3.4. XRD Analysis on the Powder

From the current microstructural analysis, small PPBs can still be detected in the HIPed capsule-3000 samples, while the large PPBs seemed suppressed by applying the melting step. This seems to suggest that the small particles presented a more pronounced Al-loss compared to the bigger particles.

In order to confirm this hypothesis, XRD analysis was performed on the powder divided into three categories: small (<53 µm), medium (from 53 to 106 µm), and large (>106 µm), as displayed in Figure 9.

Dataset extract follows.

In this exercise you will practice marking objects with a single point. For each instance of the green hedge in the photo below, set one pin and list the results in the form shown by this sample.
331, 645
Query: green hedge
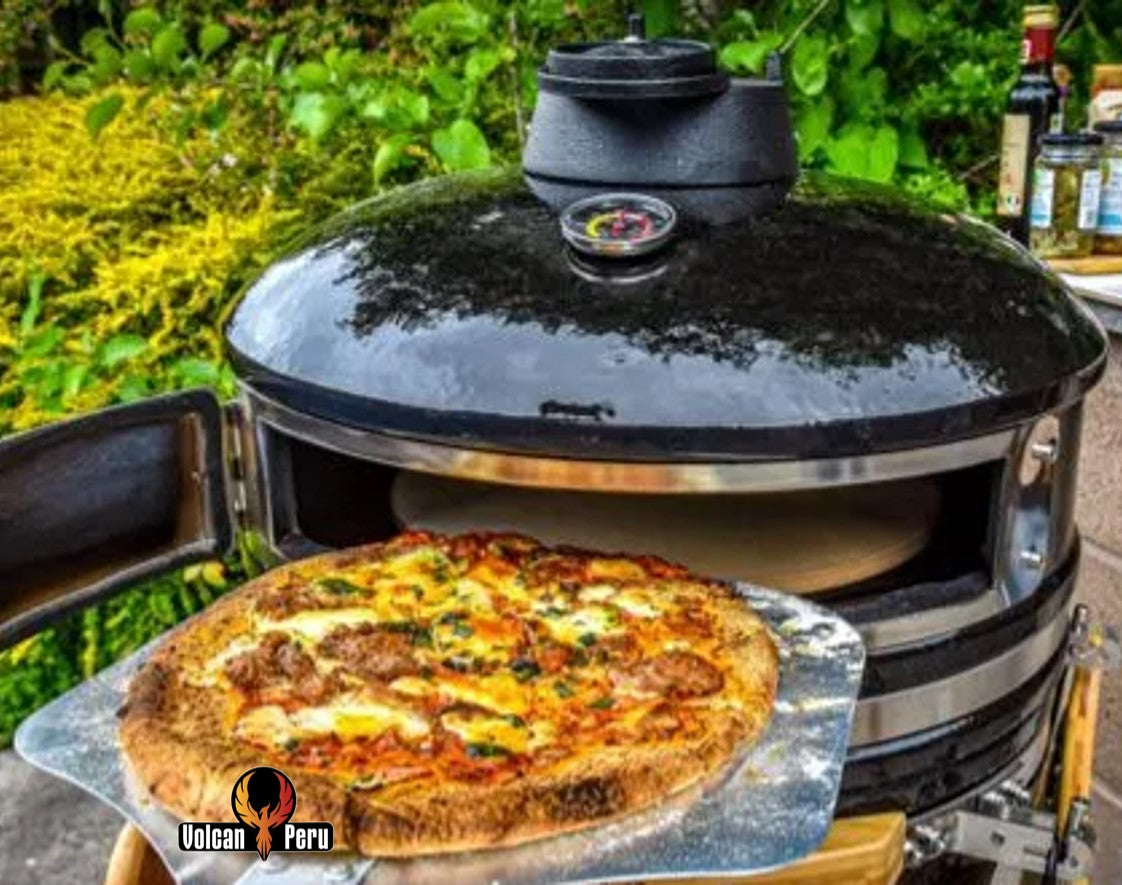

The three powder categories presented the peaks of the γ-TiAl phase, while the α₂ phase showed a different trend. The small particles presented the highest concentration of α₂ phase, while the medium particles exhibited a lower quantity, as denoted by the intensity of the peaks. Conversely, the large particles did not record the presence of the α₂ phases, probably because their quantity was under the threshold of the XRD analysis.

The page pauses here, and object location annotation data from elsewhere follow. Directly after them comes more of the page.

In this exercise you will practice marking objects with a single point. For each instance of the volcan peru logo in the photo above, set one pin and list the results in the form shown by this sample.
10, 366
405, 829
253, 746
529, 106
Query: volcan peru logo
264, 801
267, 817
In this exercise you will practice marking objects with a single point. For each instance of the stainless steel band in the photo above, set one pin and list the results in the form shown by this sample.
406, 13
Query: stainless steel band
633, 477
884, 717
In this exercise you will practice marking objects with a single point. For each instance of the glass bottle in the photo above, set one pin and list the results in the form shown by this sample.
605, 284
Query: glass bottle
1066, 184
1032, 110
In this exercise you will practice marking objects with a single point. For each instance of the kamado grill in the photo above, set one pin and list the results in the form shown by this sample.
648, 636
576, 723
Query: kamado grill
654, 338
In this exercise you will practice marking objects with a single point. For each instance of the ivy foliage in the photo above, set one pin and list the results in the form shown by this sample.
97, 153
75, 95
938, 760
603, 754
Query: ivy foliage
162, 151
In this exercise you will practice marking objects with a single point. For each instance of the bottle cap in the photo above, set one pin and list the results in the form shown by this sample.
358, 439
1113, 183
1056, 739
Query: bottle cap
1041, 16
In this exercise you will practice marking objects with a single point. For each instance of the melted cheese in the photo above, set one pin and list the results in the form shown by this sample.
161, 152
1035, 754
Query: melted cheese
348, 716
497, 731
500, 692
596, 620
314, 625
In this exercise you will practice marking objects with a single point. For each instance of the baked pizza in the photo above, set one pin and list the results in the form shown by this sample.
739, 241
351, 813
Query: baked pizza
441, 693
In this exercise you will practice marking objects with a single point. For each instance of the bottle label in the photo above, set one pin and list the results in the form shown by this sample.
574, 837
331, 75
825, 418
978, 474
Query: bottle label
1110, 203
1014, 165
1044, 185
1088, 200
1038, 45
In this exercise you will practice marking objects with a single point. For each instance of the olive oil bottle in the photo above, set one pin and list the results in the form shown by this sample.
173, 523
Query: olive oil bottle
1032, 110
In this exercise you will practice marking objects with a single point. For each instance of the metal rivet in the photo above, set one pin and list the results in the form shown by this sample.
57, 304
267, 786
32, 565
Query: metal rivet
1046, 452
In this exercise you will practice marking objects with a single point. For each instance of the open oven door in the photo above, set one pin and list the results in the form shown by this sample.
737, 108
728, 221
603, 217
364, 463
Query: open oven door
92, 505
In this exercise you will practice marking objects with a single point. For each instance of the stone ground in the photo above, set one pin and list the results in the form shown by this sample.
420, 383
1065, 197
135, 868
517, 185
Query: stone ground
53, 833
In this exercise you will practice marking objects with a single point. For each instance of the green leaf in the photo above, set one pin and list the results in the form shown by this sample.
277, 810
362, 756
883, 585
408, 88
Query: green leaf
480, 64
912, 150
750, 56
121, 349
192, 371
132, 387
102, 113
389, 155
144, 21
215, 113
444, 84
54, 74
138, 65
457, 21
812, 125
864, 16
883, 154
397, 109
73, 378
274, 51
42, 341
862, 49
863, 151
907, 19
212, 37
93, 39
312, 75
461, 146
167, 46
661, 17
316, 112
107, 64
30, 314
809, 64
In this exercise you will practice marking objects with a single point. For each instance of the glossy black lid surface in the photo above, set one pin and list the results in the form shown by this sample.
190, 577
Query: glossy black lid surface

This result supports the hypothesis that the small particles are subjected to more Al evaporation during the pre-heating step. Therefore, it is evident that using a melting step can help partially avoid the formation of PPBs, but it is still fundamental to tailor the pre-heating parameters to mitigate the superficial Al-loss occurring in this step.

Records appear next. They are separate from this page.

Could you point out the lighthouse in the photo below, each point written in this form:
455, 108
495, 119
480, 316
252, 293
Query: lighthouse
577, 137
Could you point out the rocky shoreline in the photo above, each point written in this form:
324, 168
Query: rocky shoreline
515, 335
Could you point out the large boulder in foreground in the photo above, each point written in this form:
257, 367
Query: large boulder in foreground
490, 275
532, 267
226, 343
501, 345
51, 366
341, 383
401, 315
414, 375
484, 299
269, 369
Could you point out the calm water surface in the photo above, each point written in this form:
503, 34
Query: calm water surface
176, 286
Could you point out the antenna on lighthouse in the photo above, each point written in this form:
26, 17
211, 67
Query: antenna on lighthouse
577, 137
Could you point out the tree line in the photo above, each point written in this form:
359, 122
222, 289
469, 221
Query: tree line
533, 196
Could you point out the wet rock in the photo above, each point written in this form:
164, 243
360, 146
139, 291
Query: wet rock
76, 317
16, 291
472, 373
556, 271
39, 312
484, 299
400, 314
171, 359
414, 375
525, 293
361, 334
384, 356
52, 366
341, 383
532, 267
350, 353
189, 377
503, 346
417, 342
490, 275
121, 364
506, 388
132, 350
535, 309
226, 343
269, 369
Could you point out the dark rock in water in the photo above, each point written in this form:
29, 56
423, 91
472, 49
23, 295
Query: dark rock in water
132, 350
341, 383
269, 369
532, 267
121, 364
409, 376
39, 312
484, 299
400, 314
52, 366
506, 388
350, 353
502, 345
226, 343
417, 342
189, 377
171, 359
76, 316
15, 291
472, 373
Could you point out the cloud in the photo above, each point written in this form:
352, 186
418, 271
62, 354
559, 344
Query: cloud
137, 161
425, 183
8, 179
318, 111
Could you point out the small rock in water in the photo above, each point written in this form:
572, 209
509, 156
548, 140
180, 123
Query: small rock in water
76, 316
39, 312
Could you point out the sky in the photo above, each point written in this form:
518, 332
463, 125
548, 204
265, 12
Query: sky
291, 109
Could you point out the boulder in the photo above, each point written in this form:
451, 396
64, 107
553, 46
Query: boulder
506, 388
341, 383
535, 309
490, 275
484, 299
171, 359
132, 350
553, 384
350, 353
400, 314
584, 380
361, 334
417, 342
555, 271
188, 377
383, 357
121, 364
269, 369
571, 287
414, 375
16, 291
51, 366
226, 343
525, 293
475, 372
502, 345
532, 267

A similar result must be taken into account to decide the maximum number of recycling of the powder. In fact, powder recycling could increment the α₂ fraction on the particles, leading to more PPBs when the strategy of capsule production by EB-PBF is combined with HIP treatment to obtain dense samples. On the contrary, the production of massive samples using standard melting parameters could allow the use of the recycled powder more times since the melting parameters melt the particles, eliminating the risk of the PPBs formation even if the progressive Al-loss during pre-heating has to be taken into account.

4. Conclusions

The current work shows the development of TiAl capsules produced by EB-PBF and then post-processed by HIP treatment. Creating capsules with low energetic parameters in the core part seems helpful in mitigating the part distortion and PPBs formation after HIP treatment. The main conclusions can be drawn:

• Proper process parameters combined with the HIP treatment can produce dense samples with a relative density close to 100% both for the capsule with only the inner pre-heating step and the capsule with the inner melting step from 3000 mm/s to 5000 mm/s.
• The HIPed capsules showed a distortion due to the consolidation of the powder. The distortion can be limited by melting the inner part of the capsule with high beam speed (low energetic parameters). Using the current approach, area shrinkage of around 6.6% can be obtained in the case of capsule-3000.
• The application of high beam speeds to melt the internal part of the capsules limited the formation of large PPBs. In fact, the application of low energetic melting parameters partially melts the surface of the particles, reducing the risk of PPBs formation. The capsules-3000 showed an α₂ concentration of 3.5% and an average size of 13 µm against the capsules-pre-heating with an α₂ around 5.7% and an average size of around 23 µm.
• From the analysis, it seems that the particles with small sizes formed more α₂ phases with respect to the bigger particles, thus generating more PPBs during the HIP treatment. Therefore, this aspect should be taken into account for considering the recycling of the powder. Significantly, the presence of small particles should be carefully checked.

Hence, the results indicate that producing massive samples tailoring the melting step in order to reduce the Al-loss at the top of the melt pools still represents the most suitable approach to achieve a homogenous microstructure. Although, the current study suggests that further exploration of the capsule strategy to mitigate the inhomogeneity could be conducted by tailoring the melting parameters in the capsule’s core.